Nor is it material in this respect that one of the actions may be ex contractu, while the other sounds in tort. In the nature of things, if the facts upon which different causes of action rest, have no connection with each other, a fact established in the action first tried, cannot affect the subsequent action; for the obvious reason that such fact would be immaterial in respect to the latter action; but where certain facts are common and material to both actions, the subject matter of the two actions are connected to that extent, whether both be ex contractu, both ex deUcto, or 'one founded on contract and the other in tort. And if, in such case, the common and material fact has been judicially ascertained in the action first tried, it should be regarded as established in respect of the other action, so long as the judgment remains in force.

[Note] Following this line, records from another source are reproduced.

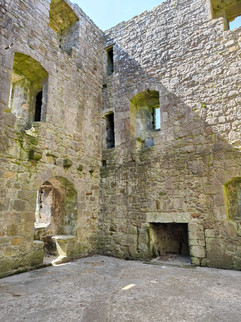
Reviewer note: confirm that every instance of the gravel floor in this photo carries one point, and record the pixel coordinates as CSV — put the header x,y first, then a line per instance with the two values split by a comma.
x,y
107,289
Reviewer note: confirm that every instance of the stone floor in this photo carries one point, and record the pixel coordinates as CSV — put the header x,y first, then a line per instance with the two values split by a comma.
x,y
106,289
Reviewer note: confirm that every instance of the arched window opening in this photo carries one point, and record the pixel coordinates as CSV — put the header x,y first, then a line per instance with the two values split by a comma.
x,y
233,198
110,61
145,114
38,106
236,23
28,93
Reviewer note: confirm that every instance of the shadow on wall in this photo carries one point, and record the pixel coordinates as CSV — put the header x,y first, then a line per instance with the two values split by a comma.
x,y
56,209
181,172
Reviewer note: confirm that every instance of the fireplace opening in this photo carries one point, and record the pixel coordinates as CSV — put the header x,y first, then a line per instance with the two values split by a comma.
x,y
169,239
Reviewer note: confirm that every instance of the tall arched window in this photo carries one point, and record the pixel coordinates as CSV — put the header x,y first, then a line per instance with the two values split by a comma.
x,y
28,95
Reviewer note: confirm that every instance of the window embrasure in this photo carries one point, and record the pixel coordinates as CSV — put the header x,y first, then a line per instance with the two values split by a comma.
x,y
145,114
28,92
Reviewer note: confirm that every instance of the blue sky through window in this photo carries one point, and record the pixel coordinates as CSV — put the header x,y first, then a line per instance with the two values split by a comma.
x,y
235,23
108,13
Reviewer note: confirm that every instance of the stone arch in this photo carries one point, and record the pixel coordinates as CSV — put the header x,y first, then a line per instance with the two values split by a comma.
x,y
56,209
28,80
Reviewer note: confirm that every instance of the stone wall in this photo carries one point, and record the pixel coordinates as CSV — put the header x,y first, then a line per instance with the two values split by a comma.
x,y
179,50
187,172
66,144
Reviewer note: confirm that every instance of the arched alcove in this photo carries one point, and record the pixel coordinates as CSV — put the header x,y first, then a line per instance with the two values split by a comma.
x,y
56,210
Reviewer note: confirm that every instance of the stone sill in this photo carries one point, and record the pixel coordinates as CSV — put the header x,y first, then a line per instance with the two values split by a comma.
x,y
170,217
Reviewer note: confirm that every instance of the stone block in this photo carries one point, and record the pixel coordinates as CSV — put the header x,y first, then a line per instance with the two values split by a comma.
x,y
195,261
197,251
194,235
17,240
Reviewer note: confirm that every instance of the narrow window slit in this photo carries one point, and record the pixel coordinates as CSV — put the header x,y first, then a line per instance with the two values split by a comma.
x,y
38,106
110,61
110,131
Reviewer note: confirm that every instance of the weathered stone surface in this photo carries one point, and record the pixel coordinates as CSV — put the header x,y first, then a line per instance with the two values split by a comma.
x,y
59,84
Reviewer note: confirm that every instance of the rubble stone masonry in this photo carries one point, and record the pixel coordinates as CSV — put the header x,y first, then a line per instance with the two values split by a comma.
x,y
114,191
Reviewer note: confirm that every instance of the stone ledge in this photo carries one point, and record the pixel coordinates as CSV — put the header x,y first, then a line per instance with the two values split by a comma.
x,y
172,217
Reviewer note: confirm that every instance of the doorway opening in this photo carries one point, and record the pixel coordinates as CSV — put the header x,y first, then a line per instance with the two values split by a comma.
x,y
169,241
55,215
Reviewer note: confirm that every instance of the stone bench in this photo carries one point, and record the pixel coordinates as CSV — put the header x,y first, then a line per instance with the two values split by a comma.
x,y
64,244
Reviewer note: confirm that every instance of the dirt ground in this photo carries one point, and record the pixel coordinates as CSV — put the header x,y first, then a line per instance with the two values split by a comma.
x,y
106,289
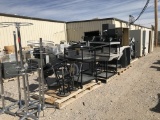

Upon the question respecting the payment of the $255, the parties had had their day in court; the matter had been solemnly adjudicated, and public policy requires that the question between them should be forever foreclosed. This finding may have been the chief inducement that moved Hixson to institute the prosecution which was the foundation of the second action. The nonpayment of the money named in the receipt had been judicially declared in an action directly involving the question. Hixson would be likely to rely with eon*369fidence upon the truth of a fact thus ascertained. True, it is conceivable that Hixson knew that the money had been paid and that the finding of the court to the contrary.was false, and yet, wantonly availed himself of the adjudication to annoy his antagonist. If such was the case, the estoppel produced a result to be regretted. Doubtless cases occasionally occur where the estoppel works a hardship. It must always do that where it in fact prevents the assertion of a just demand or denies the interposition of a meritorious defense; but these results rarely occur, and where they do occur, they can usually be traced to the negligence of the party estopped. The possibility of an occasional advantage unfairly secured by one of the parties to an action by reason of the rule, is indeed a slight evil when compared with the mischief which would result from its abrogation. The rule is founded upon that principle of public policy which requires that litigation shall not be interminable, and demands that when a party has had a fair trial before a tribunal established for that purpose, and has exhausted the remedies provided by law to obtain a new trial, he shall be held to abide the judgment of the court.
Judgment of the circuit court reversed, and that of the common pleas affirmed.